(2019) Tade Thompson, Orbit, £8.99, pbk, 375pp, ISBN 978-0-356-51137-5
This is the second in the 'Rosewater', or 'Worlmwood' (as it is being marketed) trilogy following the scintillatingly brilliant Rosewater. No spoiler to say that Rosewater was a highly innovative, and a fresh take on the, first contact novel. As I said in my review of Rosewater there have been many pivotal first contact stories from Wells' early landmark War of the Worlds, Wyndham's Midwich Cuckoos, Stanislaw Lem's Solaris and Arthur C. Clarke's Rendezvous with Rama, let alone his iconic 2001: A Space Odyssey, to modern first contact classics such as Robert Charles Wilson's Bios and Peter Watts' Blindsight. Rosewater joined this select cadre.
If you have not read Rosewater, then go back and read that before reading on here.
OK, so you have had your 'spoiler' warning above and so I presume that you have read Rosewater and are wondering whether The Rosewater Insurrection is a worthy successor? The answer here is a clear 'yes'.
We have all the tropes that made Rosewater innovating including the 'telepathy' which is actually biochemical communication on genetically modified humans and the concomitant weird biotechnology of the alien at the heart of Rosewater. We also get a neat story in that the mayor of Rosewater wants to declare independence from Nigeria and that there is a secret cabal (the Silent Ones) setting up key political players as well as the quasi-autonomous, governmental security agency S45 which we saw in the first novel. Added into the mix is a new plant whose growth seems to eradicate the Rosewater xenosphere and a woman, Alyssa, who wakes one day at home with her family but with no memory of who she is.
Readers of Rosewater be assured that along the way we discover more about the Rosewater alien's origins and its plans: so we have good trilogy arc plot progression. What we still don't know is what is happening with the US-of-A who are effectively hiding behind their continental black-out shield; the reader may very well suspect we might learn more in the final story as this is a distinct passing feature of both the novels to date.

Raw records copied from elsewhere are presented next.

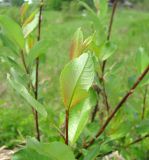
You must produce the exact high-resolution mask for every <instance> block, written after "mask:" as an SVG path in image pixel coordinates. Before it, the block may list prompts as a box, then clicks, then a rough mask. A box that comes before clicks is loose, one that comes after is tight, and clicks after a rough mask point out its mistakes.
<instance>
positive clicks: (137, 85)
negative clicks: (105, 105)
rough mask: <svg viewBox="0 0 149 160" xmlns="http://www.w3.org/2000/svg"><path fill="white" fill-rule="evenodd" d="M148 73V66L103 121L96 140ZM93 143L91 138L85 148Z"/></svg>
mask: <svg viewBox="0 0 149 160" xmlns="http://www.w3.org/2000/svg"><path fill="white" fill-rule="evenodd" d="M148 72H149V65H148V66H147V68H146V69H145V70H144V72H143V73H142V74H141V75H140V76H139V77H138V79H137V81H136V82H135V83H134V85H133V86H132V87H131V89H130V90H129V91H128V92H127V93H126V94H125V96H124V97H123V98H122V100H121V101H120V102H119V103H118V105H117V106H116V107H115V109H114V110H113V112H112V113H111V114H110V116H109V117H108V118H107V120H106V121H105V123H104V125H103V126H102V127H101V128H100V129H99V131H98V132H97V134H96V138H98V137H99V136H100V135H101V134H102V133H103V132H104V131H105V129H106V127H107V126H108V124H109V123H110V122H111V120H112V119H113V118H114V116H115V114H116V113H117V112H118V111H119V109H120V108H121V107H122V106H123V104H124V103H125V102H126V101H127V99H128V97H129V96H130V95H132V94H133V92H134V90H135V89H136V87H137V86H138V85H139V84H140V82H141V81H142V80H143V78H144V77H145V76H146V75H147V73H148ZM94 142H95V138H93V139H92V140H91V141H90V142H89V143H88V145H86V146H85V148H88V147H89V146H90V145H92V144H93V143H94Z"/></svg>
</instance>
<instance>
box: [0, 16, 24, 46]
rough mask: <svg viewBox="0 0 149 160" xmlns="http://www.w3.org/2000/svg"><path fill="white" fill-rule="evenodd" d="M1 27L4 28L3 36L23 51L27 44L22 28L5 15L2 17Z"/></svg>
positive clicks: (0, 22) (1, 20) (0, 18)
mask: <svg viewBox="0 0 149 160" xmlns="http://www.w3.org/2000/svg"><path fill="white" fill-rule="evenodd" d="M0 25H1V27H2V32H3V34H5V35H6V36H7V37H8V38H9V39H10V40H11V41H12V42H15V43H16V44H17V45H18V46H19V47H20V48H21V49H23V48H24V44H25V42H24V36H23V33H22V30H21V27H20V26H19V25H18V24H17V23H16V22H15V21H13V20H12V19H11V18H9V17H7V16H4V15H3V16H2V15H0Z"/></svg>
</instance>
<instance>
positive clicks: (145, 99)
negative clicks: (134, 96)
mask: <svg viewBox="0 0 149 160" xmlns="http://www.w3.org/2000/svg"><path fill="white" fill-rule="evenodd" d="M147 92H148V85H147V86H146V88H145V93H144V97H143V110H142V120H143V119H144V117H145V109H146V99H147Z"/></svg>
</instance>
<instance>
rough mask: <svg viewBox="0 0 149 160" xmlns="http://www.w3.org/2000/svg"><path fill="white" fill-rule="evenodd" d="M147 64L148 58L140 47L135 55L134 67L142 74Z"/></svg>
mask: <svg viewBox="0 0 149 160" xmlns="http://www.w3.org/2000/svg"><path fill="white" fill-rule="evenodd" d="M148 64H149V56H148V55H147V53H146V52H145V50H144V48H142V47H140V48H139V49H138V51H137V53H136V65H137V68H138V70H139V72H140V73H142V72H143V71H144V69H145V67H146V66H147V65H148Z"/></svg>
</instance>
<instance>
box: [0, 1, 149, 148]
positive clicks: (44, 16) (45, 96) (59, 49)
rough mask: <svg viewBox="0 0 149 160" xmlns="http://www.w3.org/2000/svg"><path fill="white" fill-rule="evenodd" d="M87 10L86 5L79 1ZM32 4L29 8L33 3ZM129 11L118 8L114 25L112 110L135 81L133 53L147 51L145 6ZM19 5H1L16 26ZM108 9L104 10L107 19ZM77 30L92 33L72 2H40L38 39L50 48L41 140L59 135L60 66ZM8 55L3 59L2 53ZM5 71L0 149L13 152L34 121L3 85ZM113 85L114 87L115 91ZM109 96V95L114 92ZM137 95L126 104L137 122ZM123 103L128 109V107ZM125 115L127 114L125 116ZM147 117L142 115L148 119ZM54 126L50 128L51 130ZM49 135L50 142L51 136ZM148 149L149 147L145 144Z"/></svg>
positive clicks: (60, 107) (5, 83)
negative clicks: (59, 85)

Suffice to say that while second novels in a trilogy often tend to suffer – as they neither have the freshness of the first nor sufficient plot development as there is no conclusion of the trilogy's final instalment -- The Rosewater Insurrection still held me enthralled with Tade Thompson's world. I stand by every comment I made with the first novel's review especially that this novel is the most innovative first contact novel since Peter Watts' Hugo-winning Blindsight (2006). Bring on the trilogy's final, The Rosewater Redemption.